Fr. Solalinde runs the Brothers in the Road ministry and shelter for migrants in Oaxaca, Mexico that gives refuge to mostly Central Americans as they cross Mexico for the United States. The caravan was organized to share the testimonies of human rights violations that migrants face in Mexico, raise the international profile of Fr. Solalinde’s work, and broaden the context of the debate on immigration reform in the United States.
Events were held at St. James Church in Perris, the University of California, Riverside, St. Anthony parish, Riverside, and Our Lady of Soledad and the Valley Missionary Program in Coachella, with a combined attendance of over 800 people.
“It was an honor to host Father Solalinde and the caravan,” said Elena Moscosa, who runs the social services center PAS (Programa de Apoyo Social) out of St. James. “My family was blessed to meet and listen to this priest who is a living example of faithful living and courageous service.”
Fr. Solalinde has been jailed by Mexican police and receives death threats for denouncing the role of international commerce, the Mexican government and drug cartels in preying on migrants. Mexican human rights commissions estimate that in just the first half of 2010, more than 11,000 mostly Central American migrants were kidnapped in Mexico.

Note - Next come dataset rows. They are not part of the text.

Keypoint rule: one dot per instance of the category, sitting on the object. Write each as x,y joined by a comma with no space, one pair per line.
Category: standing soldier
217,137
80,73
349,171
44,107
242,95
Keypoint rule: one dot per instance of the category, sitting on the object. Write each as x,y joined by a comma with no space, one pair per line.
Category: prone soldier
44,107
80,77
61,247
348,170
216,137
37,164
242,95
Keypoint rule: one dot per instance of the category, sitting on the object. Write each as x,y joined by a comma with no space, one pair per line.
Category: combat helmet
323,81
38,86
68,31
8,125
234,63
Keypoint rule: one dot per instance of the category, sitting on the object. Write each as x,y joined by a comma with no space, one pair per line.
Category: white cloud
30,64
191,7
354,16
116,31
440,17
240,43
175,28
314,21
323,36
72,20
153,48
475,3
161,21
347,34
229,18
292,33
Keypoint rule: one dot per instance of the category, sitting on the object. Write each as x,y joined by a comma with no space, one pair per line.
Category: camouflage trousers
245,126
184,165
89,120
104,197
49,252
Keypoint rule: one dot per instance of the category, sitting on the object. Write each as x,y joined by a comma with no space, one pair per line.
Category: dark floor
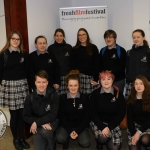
6,142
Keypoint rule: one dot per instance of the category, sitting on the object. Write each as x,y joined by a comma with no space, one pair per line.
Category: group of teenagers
74,88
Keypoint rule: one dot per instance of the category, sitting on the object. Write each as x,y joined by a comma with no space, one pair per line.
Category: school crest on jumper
113,56
67,54
144,59
48,107
50,61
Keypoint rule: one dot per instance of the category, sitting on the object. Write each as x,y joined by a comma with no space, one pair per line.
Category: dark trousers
44,138
83,138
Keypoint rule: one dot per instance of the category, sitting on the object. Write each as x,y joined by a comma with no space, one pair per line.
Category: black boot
17,144
24,144
66,145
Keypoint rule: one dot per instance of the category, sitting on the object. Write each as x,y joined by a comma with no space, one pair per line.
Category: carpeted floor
6,142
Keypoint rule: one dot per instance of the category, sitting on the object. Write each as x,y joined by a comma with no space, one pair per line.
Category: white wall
123,17
2,25
43,18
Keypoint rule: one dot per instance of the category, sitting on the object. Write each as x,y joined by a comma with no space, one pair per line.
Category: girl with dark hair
138,60
138,114
113,57
85,58
14,87
62,51
41,59
107,109
73,114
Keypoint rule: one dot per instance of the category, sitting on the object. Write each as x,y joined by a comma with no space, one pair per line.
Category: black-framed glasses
14,39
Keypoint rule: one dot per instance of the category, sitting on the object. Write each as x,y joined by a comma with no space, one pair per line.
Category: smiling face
41,84
59,37
41,45
138,38
139,86
106,82
15,41
110,41
82,36
73,86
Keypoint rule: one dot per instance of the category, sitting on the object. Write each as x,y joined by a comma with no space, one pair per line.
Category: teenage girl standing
14,87
41,59
62,51
138,60
85,59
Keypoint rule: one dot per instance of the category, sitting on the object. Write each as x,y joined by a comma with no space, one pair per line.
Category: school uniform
137,63
73,116
137,119
42,109
14,87
62,53
44,61
109,60
87,65
107,111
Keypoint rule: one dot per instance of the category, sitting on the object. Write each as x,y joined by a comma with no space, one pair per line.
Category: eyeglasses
14,39
80,35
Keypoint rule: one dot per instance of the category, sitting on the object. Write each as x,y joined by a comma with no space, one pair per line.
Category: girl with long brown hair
62,51
14,87
138,114
138,60
85,58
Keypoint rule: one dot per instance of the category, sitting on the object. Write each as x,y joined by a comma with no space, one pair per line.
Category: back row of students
58,60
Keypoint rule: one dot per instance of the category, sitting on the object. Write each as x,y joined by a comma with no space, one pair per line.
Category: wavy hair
88,41
145,96
72,75
8,41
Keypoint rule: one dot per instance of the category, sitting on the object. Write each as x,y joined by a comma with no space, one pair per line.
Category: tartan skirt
136,128
128,87
13,93
85,84
115,134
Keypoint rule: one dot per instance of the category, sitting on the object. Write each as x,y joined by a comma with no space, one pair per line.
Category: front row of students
105,109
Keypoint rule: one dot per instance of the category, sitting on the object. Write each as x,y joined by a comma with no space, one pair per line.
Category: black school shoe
24,144
17,144
66,145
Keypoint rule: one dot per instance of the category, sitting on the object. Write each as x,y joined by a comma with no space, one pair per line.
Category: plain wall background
123,17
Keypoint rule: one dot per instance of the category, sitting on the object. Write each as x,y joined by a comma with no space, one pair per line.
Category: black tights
144,141
16,123
102,140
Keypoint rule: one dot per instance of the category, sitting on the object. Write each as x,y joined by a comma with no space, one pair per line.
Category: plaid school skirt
85,84
115,134
63,88
13,94
136,128
128,87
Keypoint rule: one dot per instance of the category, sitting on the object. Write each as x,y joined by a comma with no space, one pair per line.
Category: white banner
94,19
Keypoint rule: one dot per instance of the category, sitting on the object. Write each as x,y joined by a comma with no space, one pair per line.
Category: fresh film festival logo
3,123
83,12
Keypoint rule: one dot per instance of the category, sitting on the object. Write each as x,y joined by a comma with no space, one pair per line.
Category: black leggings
102,140
144,141
16,123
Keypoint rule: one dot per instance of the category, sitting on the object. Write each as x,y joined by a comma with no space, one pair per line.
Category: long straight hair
142,33
7,45
88,41
145,96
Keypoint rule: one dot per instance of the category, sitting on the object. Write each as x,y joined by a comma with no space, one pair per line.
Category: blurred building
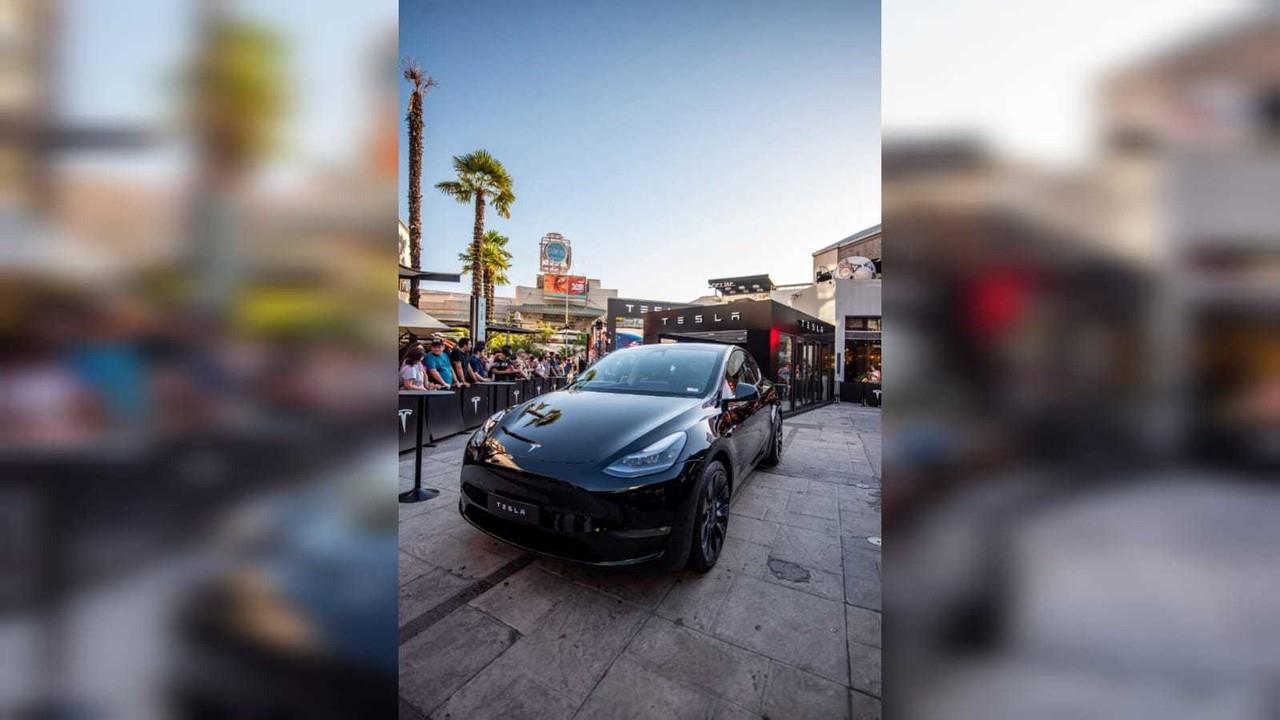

“A broken and inhumane economic system drives them out of their home countries,” Fr. Solalinde stated during one of the events. “In this system, people are merchandise. Since migrants have no rights and have no voice, their very lives become the cheapest commodity to exploit. Every one of us on their path and embedded in this economic system has a role to play to lift up these chains of oppression.”